The Chargé in the United Kingdom (Johnson) to the Secretary of State
[Received June 23—2:04 p.m.]
551. Embassy’s 528 of June 17, 6 p.m.98 In the course of a conversation, the British Treasury referred to the desirability of making [Page 534] funds available to China and confidentially described the position here as follows:
The Foreign Office was strongly in favor of a loan but the Cabinet had not been able to make up its collective mind. The Chancellor of the Exchequer99 was not in favor of taking any action which would offend the Japanese and yet would not have important benefits for China. Simon, therefore, recommended the making either of a substantial loan or none at all.

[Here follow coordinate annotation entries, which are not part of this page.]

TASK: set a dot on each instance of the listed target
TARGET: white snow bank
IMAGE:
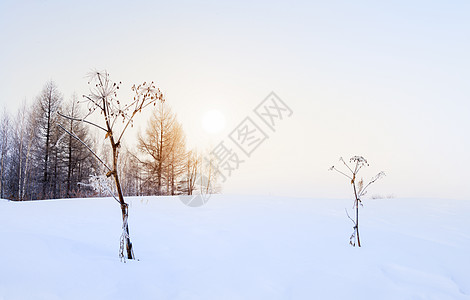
(235, 248)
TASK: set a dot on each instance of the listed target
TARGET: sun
(213, 121)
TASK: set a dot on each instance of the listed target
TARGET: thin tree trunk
(357, 213)
(124, 206)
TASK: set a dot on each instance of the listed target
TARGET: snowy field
(235, 248)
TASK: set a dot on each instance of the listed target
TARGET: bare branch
(81, 120)
(92, 152)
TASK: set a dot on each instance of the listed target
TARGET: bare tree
(4, 139)
(49, 102)
(103, 99)
(164, 146)
(356, 164)
(77, 162)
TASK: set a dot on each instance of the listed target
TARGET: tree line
(39, 160)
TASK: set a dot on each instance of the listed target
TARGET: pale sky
(389, 81)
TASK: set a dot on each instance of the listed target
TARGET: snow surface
(235, 247)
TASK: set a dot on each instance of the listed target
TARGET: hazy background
(388, 81)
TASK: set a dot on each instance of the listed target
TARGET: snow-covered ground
(235, 248)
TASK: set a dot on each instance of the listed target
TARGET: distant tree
(23, 168)
(359, 188)
(78, 163)
(164, 147)
(103, 99)
(5, 131)
(48, 103)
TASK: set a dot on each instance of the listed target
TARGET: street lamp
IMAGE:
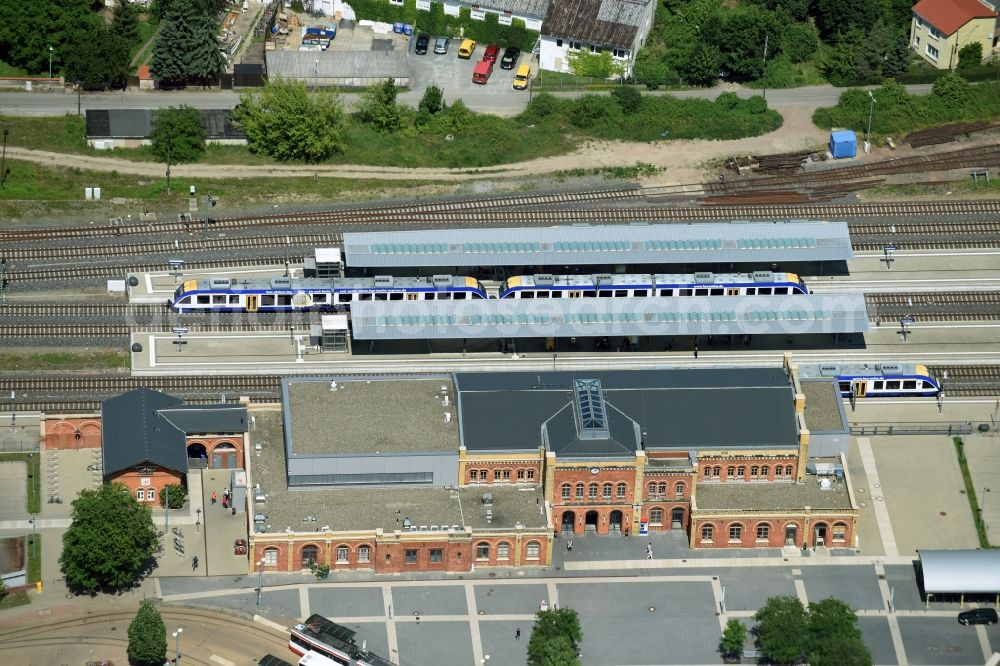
(177, 645)
(260, 580)
(871, 110)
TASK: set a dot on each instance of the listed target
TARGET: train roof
(588, 317)
(830, 370)
(585, 244)
(609, 279)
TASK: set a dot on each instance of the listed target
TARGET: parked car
(467, 48)
(521, 77)
(481, 74)
(423, 41)
(510, 56)
(978, 616)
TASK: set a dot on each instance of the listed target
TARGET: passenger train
(876, 380)
(294, 294)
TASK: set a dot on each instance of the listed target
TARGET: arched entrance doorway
(224, 456)
(568, 522)
(677, 518)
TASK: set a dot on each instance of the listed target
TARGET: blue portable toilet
(843, 143)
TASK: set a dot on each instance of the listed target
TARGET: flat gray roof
(689, 243)
(726, 496)
(588, 317)
(678, 409)
(362, 416)
(958, 571)
(360, 508)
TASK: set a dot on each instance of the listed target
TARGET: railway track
(936, 306)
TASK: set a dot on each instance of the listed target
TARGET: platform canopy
(578, 317)
(960, 571)
(586, 245)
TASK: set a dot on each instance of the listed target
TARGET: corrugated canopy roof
(602, 245)
(958, 571)
(579, 317)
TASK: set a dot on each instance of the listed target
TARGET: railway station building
(485, 469)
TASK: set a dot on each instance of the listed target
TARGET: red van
(481, 74)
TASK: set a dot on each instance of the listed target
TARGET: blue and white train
(294, 294)
(876, 380)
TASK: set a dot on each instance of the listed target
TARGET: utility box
(843, 143)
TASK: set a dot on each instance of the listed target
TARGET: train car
(611, 285)
(876, 380)
(300, 294)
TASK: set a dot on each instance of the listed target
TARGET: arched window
(310, 554)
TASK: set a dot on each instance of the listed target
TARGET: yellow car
(521, 77)
(466, 49)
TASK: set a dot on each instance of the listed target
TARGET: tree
(186, 47)
(628, 98)
(378, 107)
(554, 638)
(99, 59)
(178, 130)
(733, 638)
(178, 495)
(109, 541)
(970, 55)
(432, 101)
(782, 629)
(288, 122)
(147, 637)
(834, 635)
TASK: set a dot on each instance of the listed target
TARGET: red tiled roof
(950, 15)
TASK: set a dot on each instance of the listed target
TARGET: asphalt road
(498, 101)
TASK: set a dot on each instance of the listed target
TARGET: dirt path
(681, 161)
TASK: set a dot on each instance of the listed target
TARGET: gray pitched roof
(133, 432)
(601, 22)
(681, 409)
(585, 244)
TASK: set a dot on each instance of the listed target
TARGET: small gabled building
(594, 26)
(940, 28)
(150, 439)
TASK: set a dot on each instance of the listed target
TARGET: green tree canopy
(109, 541)
(179, 132)
(187, 48)
(379, 109)
(288, 122)
(147, 637)
(782, 629)
(554, 638)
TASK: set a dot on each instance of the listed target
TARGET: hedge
(436, 22)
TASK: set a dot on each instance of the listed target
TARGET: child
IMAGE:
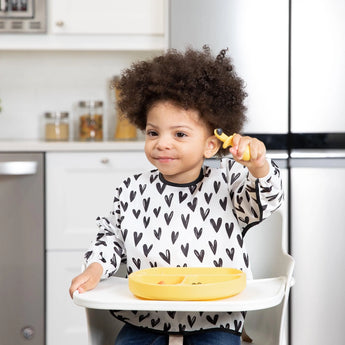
(184, 213)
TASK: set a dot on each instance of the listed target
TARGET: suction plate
(187, 283)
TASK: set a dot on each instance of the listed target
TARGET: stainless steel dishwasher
(22, 248)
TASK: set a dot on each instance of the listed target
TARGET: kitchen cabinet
(317, 242)
(317, 66)
(107, 17)
(105, 25)
(79, 187)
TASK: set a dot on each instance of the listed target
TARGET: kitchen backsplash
(34, 82)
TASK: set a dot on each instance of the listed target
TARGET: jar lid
(56, 115)
(93, 104)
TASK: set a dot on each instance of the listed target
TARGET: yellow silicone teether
(227, 141)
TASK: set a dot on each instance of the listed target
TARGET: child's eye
(151, 133)
(181, 134)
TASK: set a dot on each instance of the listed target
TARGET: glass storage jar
(56, 126)
(90, 120)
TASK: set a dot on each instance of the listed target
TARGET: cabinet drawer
(79, 188)
(66, 323)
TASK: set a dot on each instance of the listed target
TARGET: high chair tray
(113, 293)
(186, 283)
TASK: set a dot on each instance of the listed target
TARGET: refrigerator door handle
(18, 168)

But any large sum would have to have a British Government guarantee and there lay the stumbling block.
The British Treasury felt that not less than £10,000,000 and preferably £20,000,000 would constitute a sum sufficient to facilitate food and other purchases and strengthen the Chinese exchange position.
The British Treasury did not conceal its chagrin at the delay in facing up to this situation and took the line that until the British Cabinet made up its mind it could not appropriately approach the United States regarding joint action.
Asked about the reaction in Japan to any such project, the British Treasury stated that it would no doubt be hard to explain but since the Japanese had always maintained that they favored the bringing of stability to China’s exchange, it might be defended on that score though the defence would certainly be weak and transparent.
The British Treasury mentioned that Russia had accorded China some £8,000,000 of barter credits.